Propanalol is absolutlely brilliant, from what I hear. Especially for job interviews and stuff like that.

I second the advice that if you’re ging to go down the benzo route be very careful. Benzo withdrawal can kill. They are also not shown to be effective long term except in a tiny minority - it would only be using them as a tool as someone else said that they would make sense.

Have you tried CBT?

I’m not sure if I am allowed to recommend illegal drugs but certain ones have been shown to be effective for some people as well.

I’ve been using Buspar for years and it works wonders for me. It’s not an immediate effect drug, it takes maybe two weeks to really do any good.

Update: my regular doc (PA actually, but she’s miles above the doctor I saw last time) got my message that my therapist suggested Propranolol, and she prescribed it without me having to go back in.

It is the shiznit! Today was the scheduled day for follow-up treatment for the kids’ lice, when you have to shampoo and nit comb them a second time and see if there is anything left. I took a pill before starting. Despite finding a louse on one child and (I think) nits on the other, I did not have that surge of panic, hyperventilation, heart pounding, etc. And that made it much easier to deal with the issues, including still feeling very uncomfortable and worried. It’s like the fight-or-flight is part of a feedback loop that helps convince me that my worry is legitimate and makes it harder to deal with. Without the adrenaline dump, I feel much, MUCH better.

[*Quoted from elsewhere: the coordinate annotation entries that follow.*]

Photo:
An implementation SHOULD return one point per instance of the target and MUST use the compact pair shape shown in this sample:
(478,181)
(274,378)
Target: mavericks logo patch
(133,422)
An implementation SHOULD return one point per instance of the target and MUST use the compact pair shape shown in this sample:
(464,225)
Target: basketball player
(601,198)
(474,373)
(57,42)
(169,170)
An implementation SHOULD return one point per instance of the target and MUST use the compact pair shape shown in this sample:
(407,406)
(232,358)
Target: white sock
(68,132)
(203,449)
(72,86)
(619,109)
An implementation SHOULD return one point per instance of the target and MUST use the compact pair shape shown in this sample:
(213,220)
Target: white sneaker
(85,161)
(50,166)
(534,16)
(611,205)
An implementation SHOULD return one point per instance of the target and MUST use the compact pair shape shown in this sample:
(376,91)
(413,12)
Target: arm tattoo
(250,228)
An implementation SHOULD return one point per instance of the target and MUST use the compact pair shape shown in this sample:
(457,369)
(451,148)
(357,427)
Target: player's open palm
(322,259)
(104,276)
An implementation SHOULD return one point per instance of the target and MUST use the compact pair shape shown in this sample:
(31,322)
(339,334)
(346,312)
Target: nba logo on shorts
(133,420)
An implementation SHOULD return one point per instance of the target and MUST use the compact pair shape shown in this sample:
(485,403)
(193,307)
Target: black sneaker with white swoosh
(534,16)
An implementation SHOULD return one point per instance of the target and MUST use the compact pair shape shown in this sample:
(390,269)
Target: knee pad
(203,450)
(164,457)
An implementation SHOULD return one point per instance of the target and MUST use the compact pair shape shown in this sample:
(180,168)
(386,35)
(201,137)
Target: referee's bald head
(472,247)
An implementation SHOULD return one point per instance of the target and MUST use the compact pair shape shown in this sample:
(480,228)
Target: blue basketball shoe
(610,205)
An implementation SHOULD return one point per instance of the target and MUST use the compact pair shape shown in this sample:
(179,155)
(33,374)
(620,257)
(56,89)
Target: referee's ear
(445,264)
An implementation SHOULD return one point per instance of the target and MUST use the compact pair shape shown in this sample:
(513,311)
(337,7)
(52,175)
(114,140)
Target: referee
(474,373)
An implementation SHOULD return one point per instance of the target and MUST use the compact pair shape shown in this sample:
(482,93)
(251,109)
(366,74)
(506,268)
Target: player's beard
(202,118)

I will continue working on long-term lifestyle stuff to lessen and manage my anxiety, but you better believe if I find myself facing something very triggering, I will gladly take some of this and hopefully ride out the storm better!

I have OCD and I’ve been on Paxil since I was 18. Mind you, I also went through a year of therapy, but I’ll probably be on drugs until I die. It’s been a godsend – not a “happy pill”, but I see it as no different than a diabetic who takes insulin. Good luck, and I hope everything works out.